Background: Defects in the handling of renal salt reabsorption may contribute to interindividual differences in blood-pressure regulation and susceptibility to hypertension. Sodium chloride reabsorption in the thick ascending limb (TAL) is dependent in part on the chloride channel, ClC-Kb (encoded by CLCNKB), and its accessory subunit, barttin (encoded by BSND).
Methods: We investigated genetic variations in BSND in a screening population, and genotyped a homogenous cohort of normotensive and hypertensive Ghanaian subjects, in addition to four ethnically defined control populations. Functional consequences of the identified BSND variants were examined using a heterologous expression system.
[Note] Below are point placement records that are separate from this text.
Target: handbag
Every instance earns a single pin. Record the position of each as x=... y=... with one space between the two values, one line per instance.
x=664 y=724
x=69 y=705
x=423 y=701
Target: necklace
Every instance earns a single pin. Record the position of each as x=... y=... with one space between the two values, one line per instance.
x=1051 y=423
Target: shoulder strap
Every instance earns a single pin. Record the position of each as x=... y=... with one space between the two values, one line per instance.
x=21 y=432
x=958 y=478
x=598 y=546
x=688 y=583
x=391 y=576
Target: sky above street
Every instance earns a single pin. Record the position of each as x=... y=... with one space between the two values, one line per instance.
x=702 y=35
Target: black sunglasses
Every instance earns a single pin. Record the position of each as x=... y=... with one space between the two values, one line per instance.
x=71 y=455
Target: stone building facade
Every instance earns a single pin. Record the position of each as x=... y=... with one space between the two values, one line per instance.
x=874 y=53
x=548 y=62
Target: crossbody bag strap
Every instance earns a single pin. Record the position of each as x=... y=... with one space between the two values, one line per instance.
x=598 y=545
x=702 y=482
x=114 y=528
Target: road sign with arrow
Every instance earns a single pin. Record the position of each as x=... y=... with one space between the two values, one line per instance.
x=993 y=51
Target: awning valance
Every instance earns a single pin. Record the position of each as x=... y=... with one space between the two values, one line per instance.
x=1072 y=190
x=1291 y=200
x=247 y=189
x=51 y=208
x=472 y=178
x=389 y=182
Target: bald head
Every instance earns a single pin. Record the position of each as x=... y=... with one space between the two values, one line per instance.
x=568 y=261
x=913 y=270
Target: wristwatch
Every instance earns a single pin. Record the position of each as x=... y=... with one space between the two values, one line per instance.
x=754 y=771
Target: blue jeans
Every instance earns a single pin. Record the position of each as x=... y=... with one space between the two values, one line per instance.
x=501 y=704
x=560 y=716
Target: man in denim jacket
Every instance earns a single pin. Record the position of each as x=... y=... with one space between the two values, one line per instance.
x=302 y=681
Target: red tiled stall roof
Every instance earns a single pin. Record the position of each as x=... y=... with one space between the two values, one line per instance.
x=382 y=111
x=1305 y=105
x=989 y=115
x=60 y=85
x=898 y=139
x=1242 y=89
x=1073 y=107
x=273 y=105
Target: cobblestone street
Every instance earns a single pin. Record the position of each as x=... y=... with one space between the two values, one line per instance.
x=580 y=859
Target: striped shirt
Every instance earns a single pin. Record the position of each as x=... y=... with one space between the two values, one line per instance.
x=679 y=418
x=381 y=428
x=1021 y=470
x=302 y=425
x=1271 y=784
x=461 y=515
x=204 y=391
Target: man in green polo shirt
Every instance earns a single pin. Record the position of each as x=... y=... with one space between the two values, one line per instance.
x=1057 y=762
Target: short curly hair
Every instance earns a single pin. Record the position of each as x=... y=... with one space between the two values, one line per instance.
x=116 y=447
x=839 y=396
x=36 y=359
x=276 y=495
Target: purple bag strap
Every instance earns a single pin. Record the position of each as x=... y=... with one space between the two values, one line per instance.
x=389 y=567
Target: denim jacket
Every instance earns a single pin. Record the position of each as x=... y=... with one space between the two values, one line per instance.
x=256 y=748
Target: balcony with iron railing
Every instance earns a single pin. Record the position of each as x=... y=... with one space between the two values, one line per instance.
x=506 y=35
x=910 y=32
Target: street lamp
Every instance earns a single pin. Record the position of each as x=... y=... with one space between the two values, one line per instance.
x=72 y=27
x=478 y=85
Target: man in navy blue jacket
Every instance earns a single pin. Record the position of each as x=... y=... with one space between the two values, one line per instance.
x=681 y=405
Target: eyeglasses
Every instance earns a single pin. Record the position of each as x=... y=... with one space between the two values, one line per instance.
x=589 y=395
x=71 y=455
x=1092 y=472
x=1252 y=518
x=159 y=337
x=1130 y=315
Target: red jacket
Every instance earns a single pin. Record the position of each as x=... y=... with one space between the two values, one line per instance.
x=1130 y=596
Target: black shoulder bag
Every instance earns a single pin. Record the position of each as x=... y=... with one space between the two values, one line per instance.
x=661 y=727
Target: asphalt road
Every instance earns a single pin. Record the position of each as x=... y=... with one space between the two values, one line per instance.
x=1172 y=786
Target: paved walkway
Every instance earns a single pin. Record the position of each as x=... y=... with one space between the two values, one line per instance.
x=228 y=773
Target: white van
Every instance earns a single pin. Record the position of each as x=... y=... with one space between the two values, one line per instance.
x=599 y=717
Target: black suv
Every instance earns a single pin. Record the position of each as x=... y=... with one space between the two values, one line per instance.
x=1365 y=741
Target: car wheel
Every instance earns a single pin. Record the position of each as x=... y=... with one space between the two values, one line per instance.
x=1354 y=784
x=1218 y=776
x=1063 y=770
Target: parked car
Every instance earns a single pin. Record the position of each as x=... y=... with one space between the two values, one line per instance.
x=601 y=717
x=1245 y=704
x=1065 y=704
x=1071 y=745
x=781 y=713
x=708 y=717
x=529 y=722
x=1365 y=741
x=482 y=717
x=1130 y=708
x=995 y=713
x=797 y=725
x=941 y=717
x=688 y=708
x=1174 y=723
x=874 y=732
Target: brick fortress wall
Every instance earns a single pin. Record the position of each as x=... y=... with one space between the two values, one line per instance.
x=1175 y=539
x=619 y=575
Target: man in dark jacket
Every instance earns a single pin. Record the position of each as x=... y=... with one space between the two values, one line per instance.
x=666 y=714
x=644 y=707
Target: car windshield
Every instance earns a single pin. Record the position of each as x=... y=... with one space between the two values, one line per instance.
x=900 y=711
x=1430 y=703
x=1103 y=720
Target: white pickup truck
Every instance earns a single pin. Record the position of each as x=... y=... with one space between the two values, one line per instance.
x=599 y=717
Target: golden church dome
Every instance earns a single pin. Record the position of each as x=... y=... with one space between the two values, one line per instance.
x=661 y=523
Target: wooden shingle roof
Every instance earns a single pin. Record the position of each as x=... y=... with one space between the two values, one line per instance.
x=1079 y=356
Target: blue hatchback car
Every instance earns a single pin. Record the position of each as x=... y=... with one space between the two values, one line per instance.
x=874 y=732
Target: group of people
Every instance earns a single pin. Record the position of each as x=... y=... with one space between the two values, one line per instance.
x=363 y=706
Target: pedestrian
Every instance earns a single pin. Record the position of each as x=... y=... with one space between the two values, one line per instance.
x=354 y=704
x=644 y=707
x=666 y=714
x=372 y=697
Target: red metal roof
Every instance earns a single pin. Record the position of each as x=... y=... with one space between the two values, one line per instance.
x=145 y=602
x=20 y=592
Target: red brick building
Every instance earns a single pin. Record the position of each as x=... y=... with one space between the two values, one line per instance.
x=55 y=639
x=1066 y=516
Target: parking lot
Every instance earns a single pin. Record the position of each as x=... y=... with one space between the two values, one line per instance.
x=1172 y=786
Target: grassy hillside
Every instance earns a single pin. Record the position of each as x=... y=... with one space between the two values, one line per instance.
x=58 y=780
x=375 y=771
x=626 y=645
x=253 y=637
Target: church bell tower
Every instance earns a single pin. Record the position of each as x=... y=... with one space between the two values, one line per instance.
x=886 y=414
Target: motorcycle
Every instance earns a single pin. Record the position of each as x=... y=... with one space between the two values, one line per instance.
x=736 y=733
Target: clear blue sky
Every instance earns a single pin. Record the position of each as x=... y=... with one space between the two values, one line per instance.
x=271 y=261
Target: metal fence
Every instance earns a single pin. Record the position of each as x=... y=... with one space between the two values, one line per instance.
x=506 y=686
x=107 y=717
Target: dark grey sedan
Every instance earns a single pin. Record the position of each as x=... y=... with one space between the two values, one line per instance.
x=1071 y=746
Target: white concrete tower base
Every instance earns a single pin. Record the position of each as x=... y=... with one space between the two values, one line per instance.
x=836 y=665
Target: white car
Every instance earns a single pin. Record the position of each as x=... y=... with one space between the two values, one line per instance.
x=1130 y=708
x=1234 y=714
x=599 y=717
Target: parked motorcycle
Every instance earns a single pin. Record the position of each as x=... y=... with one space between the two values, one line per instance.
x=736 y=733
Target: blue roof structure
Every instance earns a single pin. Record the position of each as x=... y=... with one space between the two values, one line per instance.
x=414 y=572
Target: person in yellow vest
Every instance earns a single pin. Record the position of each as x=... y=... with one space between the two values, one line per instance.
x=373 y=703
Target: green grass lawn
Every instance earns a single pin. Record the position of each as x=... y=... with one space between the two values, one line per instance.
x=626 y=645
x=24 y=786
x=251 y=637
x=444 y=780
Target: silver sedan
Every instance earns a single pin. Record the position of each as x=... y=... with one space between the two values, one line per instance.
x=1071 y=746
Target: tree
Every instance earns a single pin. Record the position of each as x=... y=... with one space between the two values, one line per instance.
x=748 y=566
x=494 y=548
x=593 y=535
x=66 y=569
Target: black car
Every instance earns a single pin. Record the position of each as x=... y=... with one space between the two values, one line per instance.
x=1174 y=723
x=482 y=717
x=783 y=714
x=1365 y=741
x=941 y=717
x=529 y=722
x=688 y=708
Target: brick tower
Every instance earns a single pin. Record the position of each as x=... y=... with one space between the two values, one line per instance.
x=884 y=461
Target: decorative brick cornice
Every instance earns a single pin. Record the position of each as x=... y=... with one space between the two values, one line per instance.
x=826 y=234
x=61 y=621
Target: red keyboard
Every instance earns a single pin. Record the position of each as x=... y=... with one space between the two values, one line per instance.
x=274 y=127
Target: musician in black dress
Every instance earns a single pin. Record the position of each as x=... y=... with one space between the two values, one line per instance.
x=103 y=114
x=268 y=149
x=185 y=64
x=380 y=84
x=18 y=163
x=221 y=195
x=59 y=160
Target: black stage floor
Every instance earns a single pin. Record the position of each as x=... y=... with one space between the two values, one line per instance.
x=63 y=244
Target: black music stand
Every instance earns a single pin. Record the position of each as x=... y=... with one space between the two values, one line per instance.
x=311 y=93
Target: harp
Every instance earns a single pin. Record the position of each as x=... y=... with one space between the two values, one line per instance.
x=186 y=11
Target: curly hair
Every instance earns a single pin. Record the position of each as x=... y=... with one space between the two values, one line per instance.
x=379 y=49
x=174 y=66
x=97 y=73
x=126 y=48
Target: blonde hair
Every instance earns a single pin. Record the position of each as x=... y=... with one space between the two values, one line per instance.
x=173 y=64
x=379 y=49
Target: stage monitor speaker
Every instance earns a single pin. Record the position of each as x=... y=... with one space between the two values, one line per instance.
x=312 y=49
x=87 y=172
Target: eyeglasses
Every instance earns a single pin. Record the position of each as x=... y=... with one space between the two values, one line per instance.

Results: Three novel, nonsynonymous coding-sequence single-nucleotide polymorphisms were identified (V43I, E255Q, and G284D) in the screening population. BSND-V43I was identified in African American, Asian, and Hispanic subjects, with minor allele frequencies of 0.14, 0.18, and 0.01, respectively, but it was absent in the Caucasian population. BSND-E225Q and BSND-G284D were rare variants. Two of these variants (V43I and G284D) exhibited partial loss-of-function phenotypes when heterologously expressed with ClC-Kb chloride channels in cultured cells. In logistic regression analyses, we observed no association between hypertension and BSND-I43 in our study population. However, we did observe significant deviation from Hardy-Weinberg equilibrium in the normotensive population.
Conclusions: We conclude that BSND-V43I, a common variant conferring partial loss of function, exhibits significant deviation from Hardy-Weinberg equilibrium in the Ghanaian normotensive control population. However, it does not independently confer protection against hypertension.